Social participation was measured by asking participants about their involvement in groups outside their sex worker network, including church or religious groups, clubs (e.g., sports, student groups, women’s clubs), cultural activities (e.g., dance, music), and community activities. Participants were scored based on the intensity of their involvement (0 = do not participate, 1 = member, 2 = active member, and 3 = group leader). This assessment is similar to the method for measuring structural social capital in the World Bank’s Social Capital Tool [46], which has also been used to measure social participation among sex worker populations in Brazil [17], [44]. Categories of social participation were adapted to the Swazi context prior to implementation. Due to the skewed distribution of data for this construct (mean score = 1.6 on a 16-point scale), a social participation index was generated by summing participants’ involvement across the various groups (“0” for no involvement and “1” for any involvement) for analysis. Scores on the social participation index could range from 0 (no social participation) to 4 (participation in all types of social involvement). The median score on the social participation index was 1, and scores were dichotomized at the median (0 = score of 0 or 1; 1 = score >1) for ease of interpretation and due to the skewed distribution of the data.

Collective action, which is defined as any action aiming to improve a group’s condition [47], has been described as both an output measure of social capital and an important proxy for assessing social capital itself [48]. In this study, collective action was treated as an outcome variable as it was hypothesized that having high social cohesion and/or social participation could lead to collective action, including engagement in activities related to HIV prevention.

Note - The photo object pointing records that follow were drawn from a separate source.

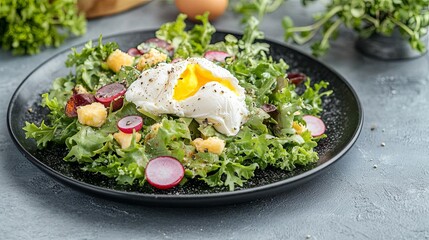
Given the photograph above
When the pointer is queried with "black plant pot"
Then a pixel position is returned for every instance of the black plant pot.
(393, 47)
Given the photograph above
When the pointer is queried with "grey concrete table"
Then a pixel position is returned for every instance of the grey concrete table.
(373, 192)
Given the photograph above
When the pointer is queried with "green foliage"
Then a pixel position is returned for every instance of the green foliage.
(91, 71)
(28, 25)
(366, 17)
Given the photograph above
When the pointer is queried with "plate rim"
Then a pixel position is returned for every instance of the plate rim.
(150, 197)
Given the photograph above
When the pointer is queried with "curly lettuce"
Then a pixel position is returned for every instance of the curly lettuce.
(264, 140)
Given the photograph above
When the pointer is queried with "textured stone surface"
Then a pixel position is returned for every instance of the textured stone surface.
(352, 200)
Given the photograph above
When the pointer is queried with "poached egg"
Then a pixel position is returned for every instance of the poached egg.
(194, 88)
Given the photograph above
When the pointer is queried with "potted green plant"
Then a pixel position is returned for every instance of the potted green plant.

Collective action was measured through two questions asking about participation within the past 12 months in: 1) meetings, marches, rallies, or gatherings to promote the rights of sex workers, or 2) talks or meetings related to HIV/AIDS with other sex workers.

HIV-related risk

Behavioral HIV-related risk was measured by asking participants about condom use during vaginal and anal sex with different partner types, including new clients, regular clients, and non-paying partners. New clients were defined as paying clients with whom participants had had sex once or twice. Regular clients were defined as those with whom participants had had sex at least three times and who pay for sex. Non-paying partners included sexual partners of participants, such as husbands and boyfriends, who do not pay for sex.

For purposes of this study, consistent condom use was defined as reporting condom use in all sex acts in the past week with all partners, which was measured by constructing a ratio of the reported number of protected sex acts to all sex acts reported in the previous week. “Always” condom use in the past 30 days versus some or no condom use was also measured for new clients, regular clients, and non-paying partners. Although this study measured “always” condom use in both anal and vaginal sex, results in this analysis were restricted to condom use during vaginal sex as approximately 65% of the study population reported no engagement in anal sex. Prior HIV testing was measured by asking participants whether they had received an HIV test in the past 12 months.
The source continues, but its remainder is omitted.